I want to get the content between the braces into multiple vectors. so that I can easily iterate and parse the data. I tried using

str.substr(first, last - first)

, but this will return only one string where I need all possible matches. And I tried using regex as below and it is throwing below exception. Please help me!

(regex_error(error_badrepeat): One of *?+{ was not preceded by a valid regular expression)

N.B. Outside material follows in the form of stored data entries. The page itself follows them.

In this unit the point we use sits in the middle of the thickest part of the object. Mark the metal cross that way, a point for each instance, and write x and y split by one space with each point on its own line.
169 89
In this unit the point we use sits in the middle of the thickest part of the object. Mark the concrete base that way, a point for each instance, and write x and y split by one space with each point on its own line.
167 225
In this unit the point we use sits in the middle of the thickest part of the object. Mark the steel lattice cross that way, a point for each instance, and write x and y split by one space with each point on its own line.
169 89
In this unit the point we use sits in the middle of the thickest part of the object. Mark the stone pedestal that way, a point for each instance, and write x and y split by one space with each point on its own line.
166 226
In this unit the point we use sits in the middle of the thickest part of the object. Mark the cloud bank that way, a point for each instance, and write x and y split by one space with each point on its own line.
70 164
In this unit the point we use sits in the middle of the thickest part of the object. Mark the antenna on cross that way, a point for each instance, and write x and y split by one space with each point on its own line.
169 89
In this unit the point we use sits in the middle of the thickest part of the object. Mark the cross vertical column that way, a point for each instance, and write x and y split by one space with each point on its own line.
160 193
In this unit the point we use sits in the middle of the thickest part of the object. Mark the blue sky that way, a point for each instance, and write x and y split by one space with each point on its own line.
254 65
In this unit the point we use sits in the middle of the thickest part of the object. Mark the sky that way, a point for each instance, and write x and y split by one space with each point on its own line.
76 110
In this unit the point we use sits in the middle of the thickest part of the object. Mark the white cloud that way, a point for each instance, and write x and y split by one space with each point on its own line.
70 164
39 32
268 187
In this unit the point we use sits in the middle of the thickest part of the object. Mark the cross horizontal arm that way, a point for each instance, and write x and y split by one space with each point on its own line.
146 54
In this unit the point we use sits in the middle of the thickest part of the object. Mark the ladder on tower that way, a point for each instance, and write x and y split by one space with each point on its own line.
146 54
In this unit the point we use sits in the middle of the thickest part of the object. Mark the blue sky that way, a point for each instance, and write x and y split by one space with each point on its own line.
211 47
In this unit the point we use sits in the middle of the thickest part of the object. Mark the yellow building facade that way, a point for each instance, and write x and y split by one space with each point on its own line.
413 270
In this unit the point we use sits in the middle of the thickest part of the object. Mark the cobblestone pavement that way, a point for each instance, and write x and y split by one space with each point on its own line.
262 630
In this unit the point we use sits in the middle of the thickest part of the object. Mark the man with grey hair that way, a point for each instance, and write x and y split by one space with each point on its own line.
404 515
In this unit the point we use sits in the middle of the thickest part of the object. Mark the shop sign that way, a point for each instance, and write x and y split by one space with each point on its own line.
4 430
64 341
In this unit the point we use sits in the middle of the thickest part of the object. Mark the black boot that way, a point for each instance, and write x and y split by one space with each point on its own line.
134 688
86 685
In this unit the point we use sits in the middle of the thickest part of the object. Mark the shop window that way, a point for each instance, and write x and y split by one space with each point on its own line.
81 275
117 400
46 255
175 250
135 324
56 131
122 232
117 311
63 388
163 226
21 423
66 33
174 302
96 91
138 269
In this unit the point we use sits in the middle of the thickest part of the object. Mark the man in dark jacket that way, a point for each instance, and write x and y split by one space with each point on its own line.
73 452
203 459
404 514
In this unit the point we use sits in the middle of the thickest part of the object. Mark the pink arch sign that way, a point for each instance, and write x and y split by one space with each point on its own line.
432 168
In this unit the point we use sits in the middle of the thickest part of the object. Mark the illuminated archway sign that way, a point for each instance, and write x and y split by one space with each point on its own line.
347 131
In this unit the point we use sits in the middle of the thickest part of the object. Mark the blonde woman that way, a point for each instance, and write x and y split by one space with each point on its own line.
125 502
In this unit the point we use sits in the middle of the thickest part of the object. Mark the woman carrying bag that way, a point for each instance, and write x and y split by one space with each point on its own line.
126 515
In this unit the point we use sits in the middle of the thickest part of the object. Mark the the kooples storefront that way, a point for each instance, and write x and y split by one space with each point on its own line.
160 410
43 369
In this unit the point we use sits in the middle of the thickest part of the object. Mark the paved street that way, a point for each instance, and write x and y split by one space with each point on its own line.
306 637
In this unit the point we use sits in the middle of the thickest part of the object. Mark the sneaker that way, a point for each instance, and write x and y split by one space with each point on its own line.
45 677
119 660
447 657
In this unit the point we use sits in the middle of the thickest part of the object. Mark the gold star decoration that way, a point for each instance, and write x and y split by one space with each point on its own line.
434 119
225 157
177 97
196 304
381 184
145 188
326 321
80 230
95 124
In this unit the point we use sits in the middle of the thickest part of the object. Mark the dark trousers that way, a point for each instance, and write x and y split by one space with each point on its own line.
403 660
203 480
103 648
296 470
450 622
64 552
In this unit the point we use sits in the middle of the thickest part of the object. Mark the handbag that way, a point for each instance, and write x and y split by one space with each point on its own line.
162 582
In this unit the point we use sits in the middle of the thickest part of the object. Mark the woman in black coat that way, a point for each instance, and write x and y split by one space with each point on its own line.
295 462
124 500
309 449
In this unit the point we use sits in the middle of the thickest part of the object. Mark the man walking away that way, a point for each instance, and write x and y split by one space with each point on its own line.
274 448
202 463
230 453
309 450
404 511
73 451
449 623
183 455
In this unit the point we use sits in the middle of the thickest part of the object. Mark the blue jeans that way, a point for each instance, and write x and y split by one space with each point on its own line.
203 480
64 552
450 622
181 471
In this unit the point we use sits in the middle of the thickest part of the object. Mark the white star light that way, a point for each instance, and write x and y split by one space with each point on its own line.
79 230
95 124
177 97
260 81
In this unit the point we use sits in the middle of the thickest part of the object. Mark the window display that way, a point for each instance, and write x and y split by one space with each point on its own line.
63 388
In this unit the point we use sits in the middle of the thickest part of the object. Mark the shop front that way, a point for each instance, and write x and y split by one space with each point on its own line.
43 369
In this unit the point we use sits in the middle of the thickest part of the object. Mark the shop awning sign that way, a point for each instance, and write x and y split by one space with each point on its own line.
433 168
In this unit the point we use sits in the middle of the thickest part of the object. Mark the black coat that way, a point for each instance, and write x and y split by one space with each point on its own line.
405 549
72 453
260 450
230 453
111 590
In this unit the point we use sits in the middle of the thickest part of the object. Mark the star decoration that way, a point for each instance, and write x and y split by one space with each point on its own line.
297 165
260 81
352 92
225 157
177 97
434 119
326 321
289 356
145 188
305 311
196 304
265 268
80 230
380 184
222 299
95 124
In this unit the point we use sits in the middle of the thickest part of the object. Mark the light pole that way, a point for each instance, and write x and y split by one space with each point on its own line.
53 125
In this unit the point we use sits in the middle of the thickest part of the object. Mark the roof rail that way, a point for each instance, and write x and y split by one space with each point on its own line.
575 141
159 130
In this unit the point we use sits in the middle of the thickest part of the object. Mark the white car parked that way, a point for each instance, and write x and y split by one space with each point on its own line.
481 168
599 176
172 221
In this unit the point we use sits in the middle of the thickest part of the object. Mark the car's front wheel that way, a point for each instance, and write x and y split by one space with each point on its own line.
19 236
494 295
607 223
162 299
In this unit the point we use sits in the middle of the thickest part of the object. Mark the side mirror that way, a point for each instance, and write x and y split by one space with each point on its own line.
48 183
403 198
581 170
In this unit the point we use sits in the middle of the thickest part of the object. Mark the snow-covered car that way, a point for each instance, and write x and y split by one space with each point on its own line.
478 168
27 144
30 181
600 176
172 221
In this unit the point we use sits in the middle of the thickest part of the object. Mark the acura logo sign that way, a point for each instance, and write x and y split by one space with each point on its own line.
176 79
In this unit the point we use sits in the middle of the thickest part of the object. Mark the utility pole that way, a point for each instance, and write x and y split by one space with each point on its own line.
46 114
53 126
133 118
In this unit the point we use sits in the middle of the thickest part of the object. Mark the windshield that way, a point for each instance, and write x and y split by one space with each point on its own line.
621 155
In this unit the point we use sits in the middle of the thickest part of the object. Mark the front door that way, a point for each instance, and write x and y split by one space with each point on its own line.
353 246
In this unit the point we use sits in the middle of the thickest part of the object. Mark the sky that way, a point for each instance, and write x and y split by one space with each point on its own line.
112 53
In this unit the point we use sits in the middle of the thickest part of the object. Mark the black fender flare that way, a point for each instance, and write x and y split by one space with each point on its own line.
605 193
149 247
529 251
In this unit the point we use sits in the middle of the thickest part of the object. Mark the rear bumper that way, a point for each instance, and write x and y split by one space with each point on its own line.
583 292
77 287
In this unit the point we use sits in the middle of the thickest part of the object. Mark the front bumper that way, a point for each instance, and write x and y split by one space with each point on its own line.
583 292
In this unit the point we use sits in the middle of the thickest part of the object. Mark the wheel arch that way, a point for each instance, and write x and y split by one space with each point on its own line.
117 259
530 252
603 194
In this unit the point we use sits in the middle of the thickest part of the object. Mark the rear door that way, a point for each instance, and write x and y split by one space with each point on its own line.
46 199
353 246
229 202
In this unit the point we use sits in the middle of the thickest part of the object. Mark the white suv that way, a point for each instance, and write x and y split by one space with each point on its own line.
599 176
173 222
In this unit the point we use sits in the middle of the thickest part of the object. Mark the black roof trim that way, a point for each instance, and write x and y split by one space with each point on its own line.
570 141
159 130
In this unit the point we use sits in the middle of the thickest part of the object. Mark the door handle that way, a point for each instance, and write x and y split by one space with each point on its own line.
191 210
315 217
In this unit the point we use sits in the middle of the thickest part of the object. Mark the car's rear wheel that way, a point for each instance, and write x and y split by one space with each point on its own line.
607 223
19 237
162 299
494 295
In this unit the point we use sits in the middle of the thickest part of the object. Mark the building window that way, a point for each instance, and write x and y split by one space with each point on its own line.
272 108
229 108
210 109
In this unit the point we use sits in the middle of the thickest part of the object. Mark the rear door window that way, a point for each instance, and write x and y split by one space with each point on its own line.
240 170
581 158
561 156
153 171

        std::regex _regex("{", "}");
        std::smatch match;
        while (std::regex_search(GetScanReportURL_Res, match, _regex))
        {
            std::cout << match.str(0);
        }
1
  • "fName": "{}," is going to ruin your day though. Commented Aug 3, 2022 at 18:28

1 Answer 1

2

I'm not quite sure how your code is even compiling (I think it must be trying to treat the "{" and "}" as iterators), but your regex is pretty clearly broken. I'd use something like this:

#include <string>
#include <regex>
#include <iostream>

std::string input = R"([{
"Id": "0000001",
"fName": "ABCD",
"lName": "ZY",
"salary": 1000
},
{
"Id": "0000002",
"fName": "EFGH",
"lName": "XW",
"salary": 1010
},
{
"Id": "0000003",
"fName": "IJKL",
"lName": "VU",
"salary": 1020
}])";

int main() {
    std::regex r("\\{[^}]*\\}");

    std::smatch result;

    while (std::regex_search(input, result, r)) {
        std::cout << result.str() << "\n\n-----\n\n";
        input = result.suffix();
    }
}

I'd add, however, the proviso that just about any regex-based attempt at this is basically broken. If one of the strings contains a }, this will treat that as the end of the JSON object, whereas it should basically ignore it, only looking for a } that's outside any string. But perhaps your data is sufficiently restricted that it can at least sort of work anyway.